Integration with container orchestrators (Kubernetes, Docker) allows automatic triggering of optimization cycles for new applications, supporting both cloud and edge scenarios. The composable tool architecture aligns with the Unix philosophy, enabling agents to construct novel workflows and solutions.
Resource requirements are moderate, with the framework tested on both high-end and commodity hardware. The use of adaptive context provisioning and semantic search minimizes token and API costs, supporting scalable deployment.
Implications and Future Directions
SchedCP demonstrates that autonomous LLM agents can safely and efficiently optimize kernel schedulers, bridging the semantic gap between application needs and system policies. The framework democratizes expert-level system optimization, making it accessible for both cloud and personal device users.

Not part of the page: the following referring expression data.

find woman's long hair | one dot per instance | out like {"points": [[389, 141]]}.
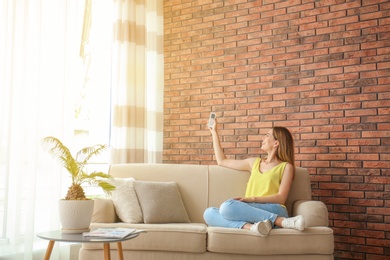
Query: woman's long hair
{"points": [[286, 149]]}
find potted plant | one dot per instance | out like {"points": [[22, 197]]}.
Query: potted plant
{"points": [[76, 209]]}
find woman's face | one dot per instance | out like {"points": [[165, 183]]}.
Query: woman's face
{"points": [[268, 142]]}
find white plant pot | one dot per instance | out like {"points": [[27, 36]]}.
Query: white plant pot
{"points": [[75, 215]]}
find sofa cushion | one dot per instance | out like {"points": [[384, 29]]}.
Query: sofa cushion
{"points": [[180, 237], [161, 202], [103, 211], [315, 240], [125, 200]]}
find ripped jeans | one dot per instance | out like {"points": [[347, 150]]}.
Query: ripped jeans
{"points": [[235, 214]]}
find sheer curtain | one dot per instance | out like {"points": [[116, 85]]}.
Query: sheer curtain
{"points": [[38, 74], [137, 96]]}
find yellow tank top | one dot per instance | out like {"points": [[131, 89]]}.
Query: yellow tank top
{"points": [[266, 183]]}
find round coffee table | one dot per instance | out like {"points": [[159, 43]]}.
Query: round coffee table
{"points": [[57, 235]]}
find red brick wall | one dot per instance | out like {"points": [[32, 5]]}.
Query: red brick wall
{"points": [[320, 68]]}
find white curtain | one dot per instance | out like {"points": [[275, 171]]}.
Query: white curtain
{"points": [[137, 96], [39, 68]]}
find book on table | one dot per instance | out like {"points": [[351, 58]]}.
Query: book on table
{"points": [[111, 232]]}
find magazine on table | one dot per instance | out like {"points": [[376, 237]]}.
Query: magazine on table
{"points": [[112, 232]]}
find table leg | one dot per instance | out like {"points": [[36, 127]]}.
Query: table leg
{"points": [[49, 249], [107, 255], [120, 251]]}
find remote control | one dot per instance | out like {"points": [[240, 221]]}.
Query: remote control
{"points": [[212, 120]]}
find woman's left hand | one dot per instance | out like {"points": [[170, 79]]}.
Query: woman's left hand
{"points": [[251, 199]]}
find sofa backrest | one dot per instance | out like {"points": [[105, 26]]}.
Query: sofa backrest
{"points": [[191, 179], [203, 186]]}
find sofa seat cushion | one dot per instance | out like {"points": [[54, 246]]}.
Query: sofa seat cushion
{"points": [[180, 237], [314, 240]]}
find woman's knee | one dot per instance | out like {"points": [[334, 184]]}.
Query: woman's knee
{"points": [[227, 209]]}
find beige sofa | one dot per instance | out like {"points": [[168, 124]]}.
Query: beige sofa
{"points": [[204, 186]]}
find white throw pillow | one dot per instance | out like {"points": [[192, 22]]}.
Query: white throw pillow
{"points": [[125, 200]]}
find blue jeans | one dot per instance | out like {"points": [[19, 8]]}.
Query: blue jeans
{"points": [[235, 214]]}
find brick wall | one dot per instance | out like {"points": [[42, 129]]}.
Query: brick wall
{"points": [[320, 68]]}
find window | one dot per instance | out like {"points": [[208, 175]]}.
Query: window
{"points": [[48, 88]]}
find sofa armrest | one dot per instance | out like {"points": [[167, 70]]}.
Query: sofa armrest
{"points": [[314, 212], [103, 211]]}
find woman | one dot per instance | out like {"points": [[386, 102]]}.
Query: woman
{"points": [[269, 184]]}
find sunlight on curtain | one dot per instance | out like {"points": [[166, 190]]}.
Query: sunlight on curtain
{"points": [[39, 70], [137, 87]]}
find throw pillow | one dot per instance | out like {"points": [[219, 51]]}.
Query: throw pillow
{"points": [[160, 202], [125, 200]]}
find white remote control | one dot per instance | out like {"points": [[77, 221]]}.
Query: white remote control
{"points": [[212, 120]]}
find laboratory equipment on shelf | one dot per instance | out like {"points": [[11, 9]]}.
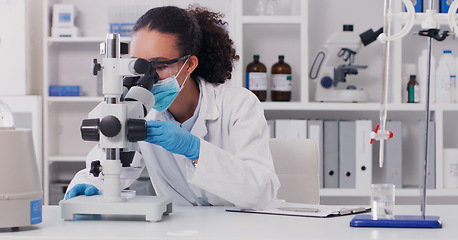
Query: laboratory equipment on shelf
{"points": [[431, 29], [20, 186], [117, 123], [335, 60]]}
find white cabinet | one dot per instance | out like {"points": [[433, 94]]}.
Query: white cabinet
{"points": [[298, 37], [296, 33]]}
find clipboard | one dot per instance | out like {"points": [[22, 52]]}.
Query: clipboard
{"points": [[304, 210]]}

Future work includes extending the framework to other OS components (cache policies, DVFS, network configuration, sysctl), enabling cross-component optimization and unified control. Expressing inter-component dependencies and supporting adaptive, application-aware operating systems are promising directions. The approach also suggests new abstractions for safe, agentic systems integration in critical infrastructure.
Conclusion
SchedCP establishes a robust foundation for agentic OS optimization, enabling autonomous LLM agents to synthesize, validate, and deploy custom Linux schedulers via a decoupled control plane. The framework achieves significant performance and cost improvements while ensuring system stability, marking a substantive advance towards self-optimizing, application-aware operating systems. The open-source release facilitates further research and practical adoption in diverse computing environments.